«Если б рок был слеп, как, скажем, парализованный на горизонтали «Писатель, творец любимого романа советской молодежи» или как «Античный автор героического эпоса современной Греции», то року было бы все равно, кого потрошить от Москвы до самых до окраин. Но он ведь приварил лишь к тебе свой оловянный взор и не отвалится он от тебя лично, ибо он есть клоп, пока не вывернет карманы наизнанку. Ведь даже на бутылку виски не оставил – гумозник треф, паскуда бубен. А это – уже беспредел. Шпана уличная и то поступает благородней. Да, косого вдребодан, догола раздела тебя шпана, и это понятно, потому что пошел в стране дефицит даже на носки и трусики. Люди приезжают из провинции голыми и, естественно, желают уехать домой хоть как-то прибарахленными субъектами права… Догола, падлы, разоблачили, но все ж таки благородно засунули стольник прямо в прозябшую на рассвете
«Расширяющуюся трубу, применяемую для усиления звука», чтобы утром воспрянул оскорбленный, униженный человек к бытию и сознанию. Честь и хвала такой шпане. Но если рок игры в «очко» не слеп, если он всего лишь подлец, беспредел и жалкая шестерка всех твоих партнеров, то необходимо обратить на себя в конце-то концов странное его внимание…»

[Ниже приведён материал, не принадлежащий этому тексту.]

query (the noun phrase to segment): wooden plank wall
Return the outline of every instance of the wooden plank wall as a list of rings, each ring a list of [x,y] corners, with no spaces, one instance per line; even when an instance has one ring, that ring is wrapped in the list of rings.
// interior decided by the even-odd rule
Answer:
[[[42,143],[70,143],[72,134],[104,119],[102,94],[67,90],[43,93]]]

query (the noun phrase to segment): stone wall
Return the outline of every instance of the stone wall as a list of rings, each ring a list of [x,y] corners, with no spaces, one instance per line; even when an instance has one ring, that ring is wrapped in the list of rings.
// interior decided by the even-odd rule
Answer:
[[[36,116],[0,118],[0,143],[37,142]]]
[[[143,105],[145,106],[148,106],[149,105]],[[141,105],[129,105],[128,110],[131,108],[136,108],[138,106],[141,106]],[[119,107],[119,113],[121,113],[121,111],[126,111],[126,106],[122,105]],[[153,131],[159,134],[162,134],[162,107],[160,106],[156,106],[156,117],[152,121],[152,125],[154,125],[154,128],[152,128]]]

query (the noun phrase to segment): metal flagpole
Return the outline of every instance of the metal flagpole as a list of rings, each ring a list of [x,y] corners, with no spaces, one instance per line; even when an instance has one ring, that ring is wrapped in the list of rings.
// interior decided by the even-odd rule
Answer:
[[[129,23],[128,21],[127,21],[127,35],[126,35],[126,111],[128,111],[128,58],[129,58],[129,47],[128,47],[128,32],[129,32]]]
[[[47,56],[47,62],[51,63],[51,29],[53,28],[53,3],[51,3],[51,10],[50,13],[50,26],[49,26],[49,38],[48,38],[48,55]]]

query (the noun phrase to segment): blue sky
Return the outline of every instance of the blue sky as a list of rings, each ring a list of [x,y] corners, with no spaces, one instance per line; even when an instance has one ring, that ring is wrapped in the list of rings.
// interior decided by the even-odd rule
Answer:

И вот, дрожа под одеяльцем и вглядываясь в физиономию Ленина, профилировавшего как ни в чем не бывало на низко павшей и потерявшей почти все достоинство сотенной бумажке, Герман, к его чести, в последний раз попытался узнать истинную реакцию внутреннего голоса на свое желание расширить сосуды в последний раз, а потом уж попытаться, в последний же раз, восторжествовать над слепым роком игры и похабством случая…
– Что делать?.. Как быть?.. Есть ли вообще на земле и под землей справедливость?.. – периодически вопрошал несчастный.
Но Внуго безмолвствовал. Ни эха не доносилось до душевного слуха Германа из всего того положительного, что вот уж целых четыре месяца внушал ему Внуго на квартире дядиной тещи.
И только тогда и исключительно для того, чтобы страдать поистине возвышенно– страдать, так сказать, страданием чистой воды, – пропил он и просадил новым своим знакомым партийные «деревянные миллионы» и огромные пожертвования шахтеров на дирижабль…
5
По всему поэтому, очухавшись часов в пять утра 23 декабря в квартире тещи дяди-парторга, Герман принял решение резко порвать все связи с поганой личной жизнью на земле и под землей.
От беспробудного пьянства сосуды всего его грешного организма, особенно сосуды мозга, сузились настолько, что он никак не мог вспомнить, куда девал загашник с остатками доверенных ему сумм.
Никогда не ведая, где он заснет или же завалится, Герман не оставлял при своем спящем теле карманных денег, поскольку тело его спало богатырским сном даже в трезвом виде, а в виде прилично поддатом не раз бывало оно ограблено какой-нибудь проказой нового типа.
У него было обыкновение записывать на одной из недоступных постороннему, мародерскому взгляду частей тела короткий, но выразительный код, с помощью которого он, очухавшись, добирался утром до спасительно притыренного загашника.
А поскольку притыривал он денежки в самых неожиданных для себя местах и, продрав глаза, не в силах был эти места вспомнить, то случайное смытие, скажем, с ладони слов «холодильник ячневая каша» могло привести к драматическим последствиям для его социального и психофизиологического положения.
Однажды крайне пылкая особа сделала ему такой продолжительный поцелуй типа «засос», что смыла им с левого плеча слово «патефон», в трубу которого он притырил остатки отпускных денег.
Утром, естественно, ему пришлось пережить драму мучительного сомнения в бытовой порядочности своей случайной подруги и в самом себе. То есть он просто не помнил, притырил ли бабки или их у него вновь слямзили под покровом бурной ночи? Тем более подруга эта подозрительно часто в ту ночь куда-то, если выражаться предельно точно, из-под него отлучалась.